In a notice sent to the nation's parliament on Friday, the Dutch Data Protection Authority (AP) and the Council for the Judiciary confirmed both organizations (Rvdr) had revealed that cyberattacks that took advantage of the recently revealed security vulnerabilities in Ivanti Endpoint Manager Mobile (EPMM) had affected their systems This article explores vulnerabilities epmm. . The Dutch authorities stated, "On January 29, the National Cyber Security Center (NCSC) was informed by the supplier of vulnerabilities in EPMM."
"EPMM is used to manage content, apps, and mobile devices, including their security." "It is now known that unauthorized individuals have accessed AP employees' work-related data, including names, business email addresses, and phone numbers." The development coincides with the European Commission's announcement that its central infrastructure for mobile device management "identified traces" of a cyberattack that might have given access to some of its employees' names and mobile numbers.
According to the Commission, no mobile device compromise was found, and the incident was contained in nine hours. It further stated, "The Commission will continue to monitor the situation and takes seriously the security and resilience of its internal systems and data."

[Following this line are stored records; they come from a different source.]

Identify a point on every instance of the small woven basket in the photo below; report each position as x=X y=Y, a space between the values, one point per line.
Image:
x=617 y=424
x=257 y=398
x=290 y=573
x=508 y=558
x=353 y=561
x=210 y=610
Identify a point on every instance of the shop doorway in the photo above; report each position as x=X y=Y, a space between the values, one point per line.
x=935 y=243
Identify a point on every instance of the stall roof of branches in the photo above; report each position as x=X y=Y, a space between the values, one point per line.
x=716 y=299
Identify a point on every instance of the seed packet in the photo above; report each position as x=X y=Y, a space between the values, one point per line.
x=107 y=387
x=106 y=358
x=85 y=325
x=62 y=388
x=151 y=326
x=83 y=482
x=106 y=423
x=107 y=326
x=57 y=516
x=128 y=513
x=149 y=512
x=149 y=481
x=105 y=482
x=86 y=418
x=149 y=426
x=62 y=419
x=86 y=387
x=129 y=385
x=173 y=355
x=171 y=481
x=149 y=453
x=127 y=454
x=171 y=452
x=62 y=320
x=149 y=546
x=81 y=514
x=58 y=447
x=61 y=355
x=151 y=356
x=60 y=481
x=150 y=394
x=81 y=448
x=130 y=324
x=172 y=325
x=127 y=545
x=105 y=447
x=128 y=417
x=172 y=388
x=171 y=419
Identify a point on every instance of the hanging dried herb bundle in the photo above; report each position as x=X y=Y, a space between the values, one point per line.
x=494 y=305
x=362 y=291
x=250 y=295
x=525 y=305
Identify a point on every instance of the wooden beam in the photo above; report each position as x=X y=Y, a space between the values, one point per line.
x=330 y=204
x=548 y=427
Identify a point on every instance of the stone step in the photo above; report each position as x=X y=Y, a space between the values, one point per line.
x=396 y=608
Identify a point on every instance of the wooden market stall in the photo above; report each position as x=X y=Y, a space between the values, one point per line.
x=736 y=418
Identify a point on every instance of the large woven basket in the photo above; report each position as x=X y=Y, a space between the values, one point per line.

"It will take all necessary steps to guarantee the safety of its systems." A breach that exposed up to 50,000 government employees' work-related information was also revealed by Valtori, Finland's state information and communications technology provider. A zero-day vulnerability in the mobile device management service was the focus of the incident, which was discovered on January 30, 2026.
On January 29, 2026, the day Ivanti published fixes for CVE-2026-1281 and CVE-2026-1340 (CVSS scores: 9.8), which an attacker could use to accomplish unauthenticated remote code execution, the agency claimed to have applied the corrective patch. According to Ivanti, the vulnerabilities have been used as zero-day exploits.
According to reports, the attacker obtained device details, phone numbers, work email addresses, and names that were used to run the service. "Investigations have shown that the management system did not permanently delete removed data but only marked it as deleted," it said "As a result, device and user data belonging to all organizations that have used the service during its lifecycle may have been compromised. A single mobile device may occasionally be used by several people.